Doucet was accompanied to the polls by Dan Keller, 20, of Farmington. The couple are University of Maine at Farmington students.

“I voted for Clinton,” Keller said. “I am part of the (lesbian, gay, bisexual and transgender) community and I don’t think that under Trump that good things are going to come from it. I don’t want to fear for my life. I am just a young kid. I’m not taken seriously on a lot of things, and by at least trying to change the legislation I feel like I have a voice.”

At 5:45 p.m. 2,638 Farmington voters had cast ballots, election poll volunteer Stephan Bunker said.


Farmington Town Clerk Leanne Dickey and Ballot Clerk Shane Cote registered voters early in October by holding two registration sessions at UMF open to anyone from Farmington. They registered about 80 new voters, Cote said.

As of early Tuesday night they had reached another 550 new voter registrations, nearly 200 more than during the 2012 presidential election.

A line of voters waited to cast ballots between 8 and 9 a.m., with smaller lines at other times, Dickey said.

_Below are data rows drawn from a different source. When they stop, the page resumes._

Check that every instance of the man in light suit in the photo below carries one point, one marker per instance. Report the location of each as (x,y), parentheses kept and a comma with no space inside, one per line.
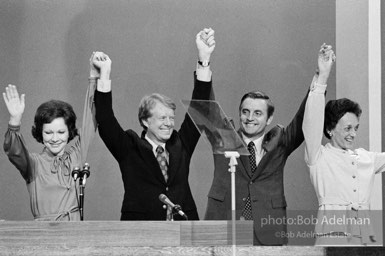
(156,162)
(259,177)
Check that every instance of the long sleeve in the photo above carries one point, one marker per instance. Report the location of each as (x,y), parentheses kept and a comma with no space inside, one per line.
(188,132)
(89,124)
(110,131)
(14,147)
(313,122)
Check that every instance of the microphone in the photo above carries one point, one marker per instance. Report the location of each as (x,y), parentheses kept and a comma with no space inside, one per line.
(85,173)
(164,199)
(75,173)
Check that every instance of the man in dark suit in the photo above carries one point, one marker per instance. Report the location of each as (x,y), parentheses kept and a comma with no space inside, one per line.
(157,162)
(259,177)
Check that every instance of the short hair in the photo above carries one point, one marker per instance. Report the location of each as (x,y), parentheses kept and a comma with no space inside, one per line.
(259,95)
(335,110)
(51,110)
(147,103)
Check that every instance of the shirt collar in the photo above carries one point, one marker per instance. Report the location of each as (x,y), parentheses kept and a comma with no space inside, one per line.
(257,142)
(339,150)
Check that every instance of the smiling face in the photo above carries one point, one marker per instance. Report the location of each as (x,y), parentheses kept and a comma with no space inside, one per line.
(254,118)
(160,124)
(55,136)
(343,135)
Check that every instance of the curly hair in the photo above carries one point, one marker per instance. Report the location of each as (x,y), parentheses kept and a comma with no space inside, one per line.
(51,110)
(335,110)
(148,102)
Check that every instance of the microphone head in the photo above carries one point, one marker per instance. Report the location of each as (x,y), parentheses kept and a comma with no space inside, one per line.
(75,172)
(86,167)
(162,197)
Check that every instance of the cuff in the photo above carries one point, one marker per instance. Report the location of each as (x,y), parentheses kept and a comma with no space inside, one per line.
(104,82)
(203,73)
(15,128)
(318,88)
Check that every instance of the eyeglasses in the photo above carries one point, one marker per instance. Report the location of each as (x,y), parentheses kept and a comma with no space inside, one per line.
(256,95)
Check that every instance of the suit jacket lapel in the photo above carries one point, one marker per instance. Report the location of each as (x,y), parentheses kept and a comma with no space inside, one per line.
(245,162)
(153,164)
(270,141)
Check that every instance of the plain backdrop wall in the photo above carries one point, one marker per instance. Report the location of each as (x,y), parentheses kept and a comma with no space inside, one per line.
(269,45)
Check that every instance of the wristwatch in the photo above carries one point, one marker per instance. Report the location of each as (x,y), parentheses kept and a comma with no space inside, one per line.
(204,64)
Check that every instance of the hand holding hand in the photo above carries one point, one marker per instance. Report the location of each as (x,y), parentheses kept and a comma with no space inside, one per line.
(14,103)
(205,43)
(326,59)
(102,64)
(94,71)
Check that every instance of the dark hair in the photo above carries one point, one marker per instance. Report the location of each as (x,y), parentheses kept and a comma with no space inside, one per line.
(259,95)
(148,102)
(335,110)
(51,110)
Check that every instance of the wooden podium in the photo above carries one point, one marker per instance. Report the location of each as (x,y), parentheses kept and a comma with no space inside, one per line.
(143,238)
(117,237)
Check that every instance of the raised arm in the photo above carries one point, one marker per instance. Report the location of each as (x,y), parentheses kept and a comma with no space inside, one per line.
(313,122)
(89,124)
(205,43)
(14,145)
(110,131)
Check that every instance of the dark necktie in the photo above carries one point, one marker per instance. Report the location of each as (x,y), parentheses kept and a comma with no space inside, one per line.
(162,161)
(247,212)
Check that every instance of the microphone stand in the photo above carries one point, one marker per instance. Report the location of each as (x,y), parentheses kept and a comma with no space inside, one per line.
(81,198)
(83,175)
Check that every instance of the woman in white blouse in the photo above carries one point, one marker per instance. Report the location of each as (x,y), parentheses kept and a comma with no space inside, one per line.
(341,175)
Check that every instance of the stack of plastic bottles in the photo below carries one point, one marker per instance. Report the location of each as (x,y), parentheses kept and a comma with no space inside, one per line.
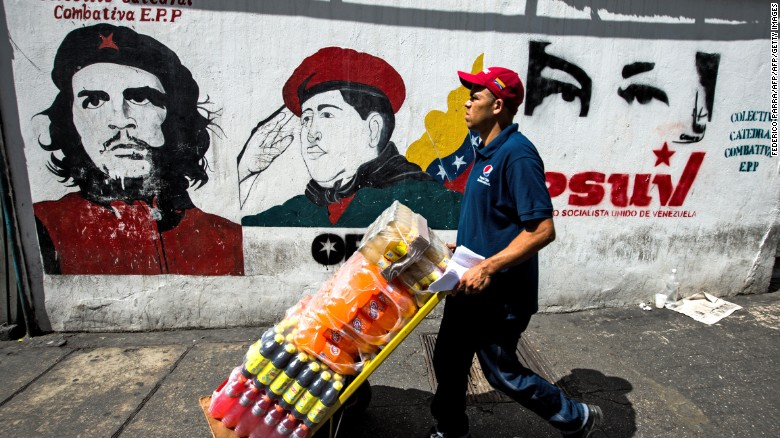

“Right now we are about where we were at in 2012,” Cote said about total votes cast.

Voting was strong and steady in Jay as well.

“It has been steady but not unbearable,” Jay Town Clerk Ronda Palmer said. “I just think with the new system everything goes smooth.”


By late afternoon more than half the town’s 3,300 registered voters had cast ballots, with 1,390 residents voting in person and 736 by absentee ballot. About 150 new voters registered.

Jean Gilbert, the wife of state Rep. Paul Gilbert, D-Jay, who is not seeking re-election, was registering new voters.

“It’s been a busy day. I think it is wonderful,” Gilbert said.

About noon, Livermore Town Clerk Renda Guild said voter turnout had been absolutely unbelievable. Four hundred had voted by absentee ballot and 379 had already stopped in to vote.

“There were a lot of new registrations this morning,” Guild said.

At 5 p.m., Chesterville Election Warden Jim Grippe said people were waiting before 8 a.m. and voting was steady throughout the day. At that time, more than 600 votes had been cast in a town with 960 registered voters, he said.


“People seem to appreciate the paper ballots, although it will take longer to count them,” Grippe said.

“The mood’s been upbeat with zero political discussions. People are tired of the controversy. Many are happy the ad season is done,” he said.

Grippe said a lot of disabled people voted, some of whom couldn’t write because of injuries, and adjustments were made as needed. “It’s nice to see those who have a hard time making the effort to vote. It’s a great testament to the American election system,” Grippe said.

Jamison Turner said he had voted in the presidential elections once he became old enough. This one is more of a joke than anything else, he said.

“I didn’t feel strongly for either candidate. This one’s hard,” Turner said.